The Rio Grande Valley is home to the least affordable Metropolitan Statistical Areas (MSA) in the state of Texas because people here cannot afford to live here, according to the affordable housing group, Come Dream Come Build (CDCB).
“For an individual to rent that apartment and not spend more than 30 percent of their income on that housing they need to earn $14.62 an hour—the median renter in our region currently earns $9.14 an hour,” said Zoraima Diaz, CDCB director of policy.
The state of Texas has 26 MSA’s, two of which are in the Rio Grande Valley: the Harlingen-Brownsville and the McAllen-Edinburg-Mission MSA’s.

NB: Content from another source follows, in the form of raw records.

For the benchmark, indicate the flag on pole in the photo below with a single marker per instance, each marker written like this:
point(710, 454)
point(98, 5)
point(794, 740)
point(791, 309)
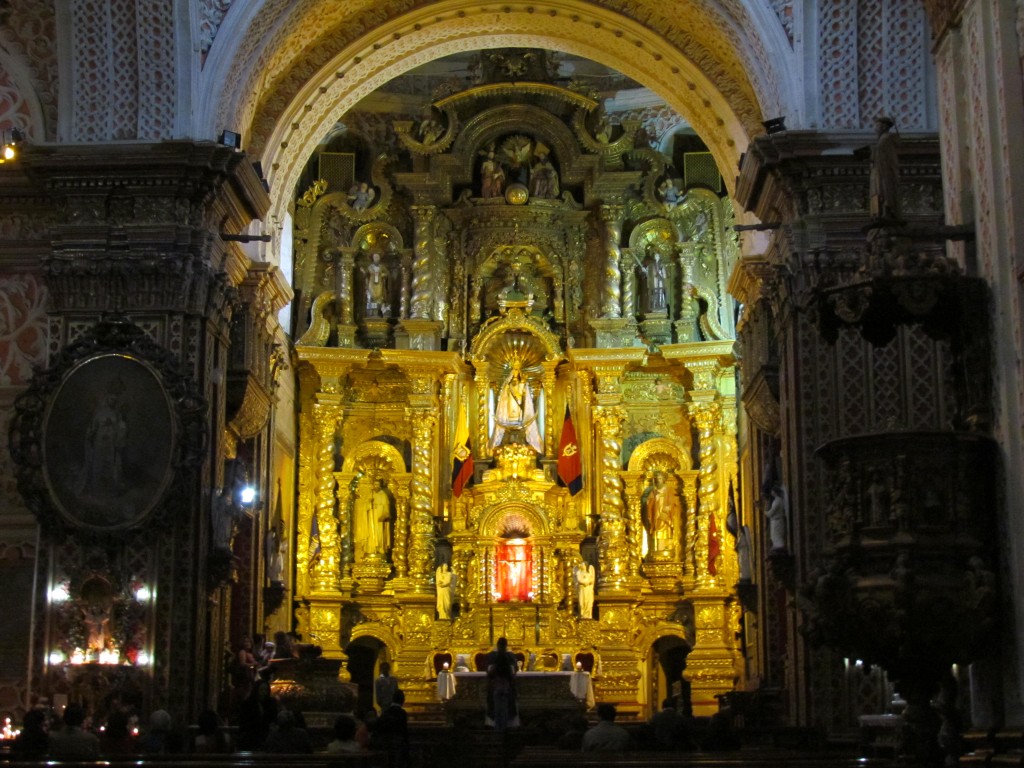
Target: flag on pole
point(462, 459)
point(714, 546)
point(569, 468)
point(732, 518)
point(314, 546)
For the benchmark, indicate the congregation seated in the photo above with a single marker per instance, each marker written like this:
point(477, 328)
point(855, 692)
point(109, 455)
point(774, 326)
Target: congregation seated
point(669, 729)
point(73, 741)
point(161, 738)
point(344, 735)
point(605, 735)
point(33, 741)
point(117, 739)
point(288, 736)
point(211, 737)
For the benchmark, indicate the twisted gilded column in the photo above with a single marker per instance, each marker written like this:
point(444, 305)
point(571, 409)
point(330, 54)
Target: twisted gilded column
point(611, 218)
point(423, 217)
point(399, 551)
point(708, 418)
point(327, 567)
point(550, 418)
point(634, 492)
point(407, 287)
point(421, 523)
point(611, 544)
point(345, 282)
point(480, 380)
point(629, 284)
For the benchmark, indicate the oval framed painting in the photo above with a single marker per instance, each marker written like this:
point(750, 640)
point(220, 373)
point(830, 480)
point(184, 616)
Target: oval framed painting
point(109, 439)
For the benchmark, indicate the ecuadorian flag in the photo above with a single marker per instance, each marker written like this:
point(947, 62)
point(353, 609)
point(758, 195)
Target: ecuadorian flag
point(462, 459)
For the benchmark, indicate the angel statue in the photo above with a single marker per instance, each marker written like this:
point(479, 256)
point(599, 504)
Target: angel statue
point(360, 196)
point(515, 414)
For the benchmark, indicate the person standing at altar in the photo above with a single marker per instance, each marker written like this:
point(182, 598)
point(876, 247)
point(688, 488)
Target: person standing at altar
point(515, 414)
point(502, 708)
point(586, 577)
point(442, 580)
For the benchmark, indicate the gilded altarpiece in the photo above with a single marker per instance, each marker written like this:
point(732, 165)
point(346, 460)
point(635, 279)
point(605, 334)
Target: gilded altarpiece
point(518, 269)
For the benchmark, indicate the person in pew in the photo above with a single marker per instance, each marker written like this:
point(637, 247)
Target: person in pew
point(34, 740)
point(605, 736)
point(255, 717)
point(161, 737)
point(117, 738)
point(571, 737)
point(385, 686)
point(390, 732)
point(73, 741)
point(344, 736)
point(670, 729)
point(721, 736)
point(288, 737)
point(211, 737)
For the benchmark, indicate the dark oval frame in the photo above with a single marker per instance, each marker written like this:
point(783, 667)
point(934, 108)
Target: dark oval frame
point(108, 442)
point(164, 427)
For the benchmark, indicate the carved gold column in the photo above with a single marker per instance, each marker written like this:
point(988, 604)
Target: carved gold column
point(714, 665)
point(399, 552)
point(633, 483)
point(611, 217)
point(482, 448)
point(551, 417)
point(404, 296)
point(423, 217)
point(611, 544)
point(629, 284)
point(708, 418)
point(327, 568)
point(421, 524)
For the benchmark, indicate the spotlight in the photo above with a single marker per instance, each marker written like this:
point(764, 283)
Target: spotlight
point(230, 138)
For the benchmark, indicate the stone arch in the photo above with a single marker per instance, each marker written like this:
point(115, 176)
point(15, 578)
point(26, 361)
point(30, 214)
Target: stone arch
point(722, 105)
point(380, 451)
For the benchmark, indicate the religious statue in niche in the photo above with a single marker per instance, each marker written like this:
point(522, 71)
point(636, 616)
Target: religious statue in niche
point(655, 271)
point(885, 172)
point(492, 175)
point(777, 513)
point(543, 176)
point(378, 303)
point(669, 193)
point(515, 413)
point(586, 577)
point(372, 519)
point(360, 196)
point(663, 513)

“We know that the Brownsville-Harlingen and the McAllen-Edinburg MSA’s are the two least affordable metropolitan statistical areas out of all the 26 MSA’s in the state of Texas,” said Diaz
There is a misconception that it is more affordable to live in the Valley, according to Diaz, because in comparison to other MSA’s the average cost of living is lower, but so is the pay.
“Their ability to even afford an apartment or to purchase a home in our region is really what impacts that affordability matrix,” said Diaz.
Since the beginning of the eviction moratorium in March 2020, Cameron County has seen over 700 filings for evections and Hidalgo has seen over 1,000 filings.
However, there will not be many alternative options for people to turn to once the moratorium is over, according to Diaz.
She said the amount of houses under $100k in the region has dropped to only 12% in the last ten years.
“But really what’s happening is a lot of families are essentially priced out of the market because even though they qualify for a mortgage it’s not sufficient to purchase a home,” said Diaz.
The other obstacle that comes with the moratorium ending is renters who have accumulated months of back-rent or accumulated rent that has not been paid. Diaz explained that some tenants have not been able to pay rent since March 2020.
“Although individuals are now perhaps returning back to work at full time or more than full-time status they have accumulated back rent or ‘rent arrears’ they have not been able to pay rent since March 2020,” said Diaz.